Sei anspruchsvoll an das Essen und achtsam! So lautet die heuristische Regel Nummer 5.
Heikel und achtsam zu sein ist die große Kunst, die Welt zu genießen UND schlank zu bleiben. Heikel im Sinne von 'einen bestimmten Anspruch an die Qualität der Lebensmittel haben', nicht im Sinne von 'nur bestimmte Sachen essen' und diese dann möglicherweise oft und in großen Mengen, also ziemlich unausgewogen und daher ungünstig für die Ernährung und das Gewicht. Anspruchsvoll-heikle Menschen achten auf sich, hören in ihren Körper UND lernen so gleichzeitig die Welt von innen kennen.
„Öhh, wieder so ein schwieriger Mitbewohner!“: Meine Frau hatte mir beim Schreiben dieses Beitrages über die Schulter geguckt. Hat sie am Ende mich gemeint? Ich fürchte fast ja. Natürlich haben wir es in den fünfziger und sechziger Jahren anders gehört: „Was auf den Teller kommt, wird gegessen“, „Schönes Wetter gibt es nur, wenn jeder aufisst“. Tun Sie das bitte nicht.

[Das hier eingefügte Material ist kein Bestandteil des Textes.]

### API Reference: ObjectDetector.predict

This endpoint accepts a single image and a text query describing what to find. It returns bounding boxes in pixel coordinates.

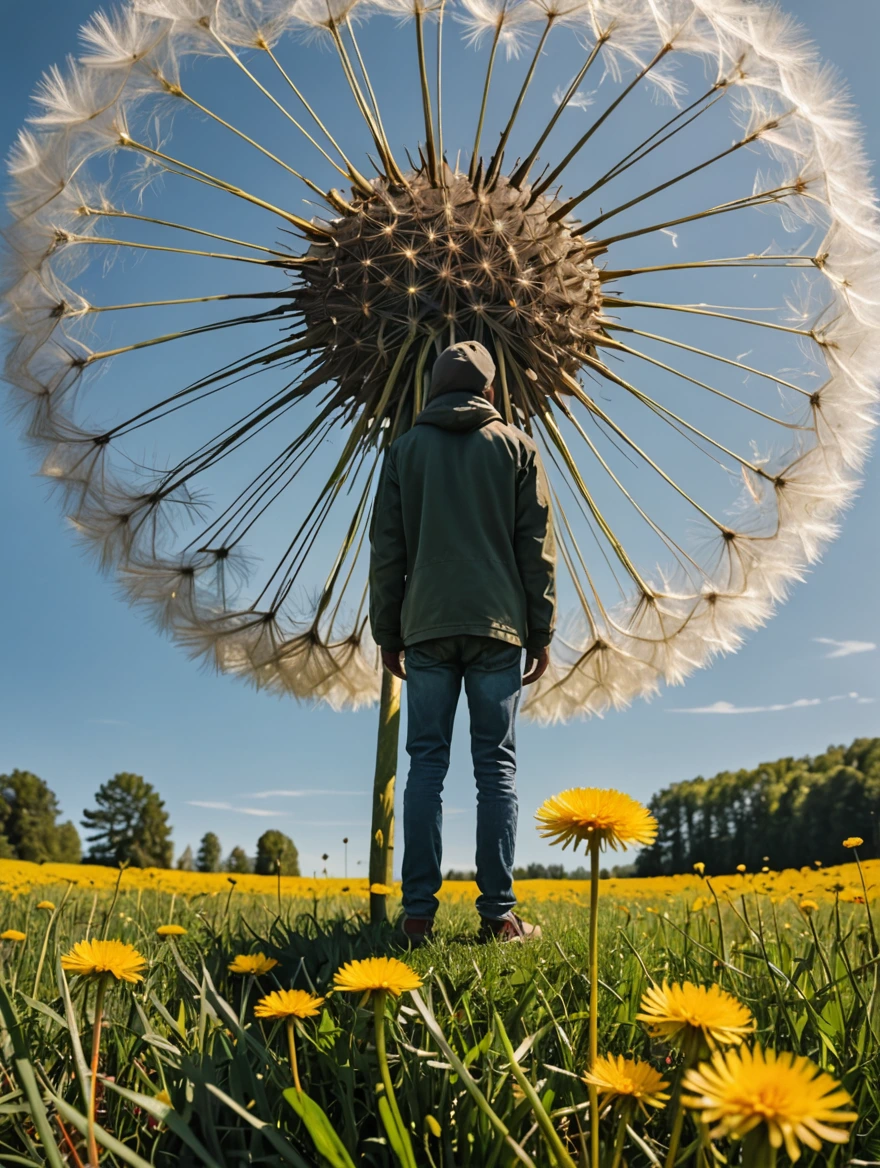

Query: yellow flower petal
[636,981,755,1054]
[682,1047,859,1160]
[61,940,147,981]
[254,989,324,1018]
[333,957,422,997]
[535,787,657,849]
[229,953,278,978]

Essen Sie nicht auf, weil es zu Hause so üblich war oder weil die Leute 'schaun' könnten oder, Universum behüte, die Leute sich was denken könnten. Seien Sie unbesorgt – die haben heutzutage keine Zeit mehr dazu. Die sind völlig mit ihrem eigenen Leben beschäftigt.

Essen ist nicht nur die bloße Zufuhr von Eiweiß, Fett, Kohlenhydrate oder Vitaminen. Nein, Essen heißt, Freude am Leben finden. Lassen wir es uns schmecken. Essen und trinken wir so, dass wir mit einem zufriedenen Gefühl vom Tisch aufstehen. Schaufeln wir daher auch nicht mittels großer Löffel von großen Tellern in uns hinein. Speisen wir langsam, sodass das Gefühl der Sättigung Zeit hat, diese an sich erfreuliche Nachricht an das Gehirn zu senden. Daher Zeit nehmen zum Frühstücken, In Ruhe etwas trinken, verzehren und auch (ja auch!) naschen. Zeit nehmen, denn diese Information an das Gehirn benötigt rund 20 Minuten, um zu entstehen, anzukommen und vom 'Bewusstsein' bemerkt zu werden.
Anspruchsvoll an die Qualität des Essens sein lässt sich nicht von außen überstülpen. Ähnlich der legendären Empfindungsfähigkeit, die einst die Prinzessin auf der Erbse besaß, ist ein Von-innen-heraus-heikel-Sein eine Fähigkeit, die geübt werden will. Je länger und intensiver, umso besser. Wer von innen heraus heikel sein will, muss achtsam sein. Ein Achtsamer spürt früh seine eigenen Signale. Er spürt, wenn etwas nicht gut ist – und lässt es liegen (siehe oben). Aber er spürt und genießt besonders, wenn etwas gut ist. Achtsamkeit ist erlernbar. Allerdings braucht man Zeit und Übung. Also NICHT während des Filmes gedankenlos Popcorn im Kino aus einem Kübel hineinschaufeln. Eben NICHT Chips vorm Fernseher in den Mund stopfen.
Achtsame Menschen sind der Albtraum der Nahrungsmittelindustrie. Doch meist sind diese Menschen schlank.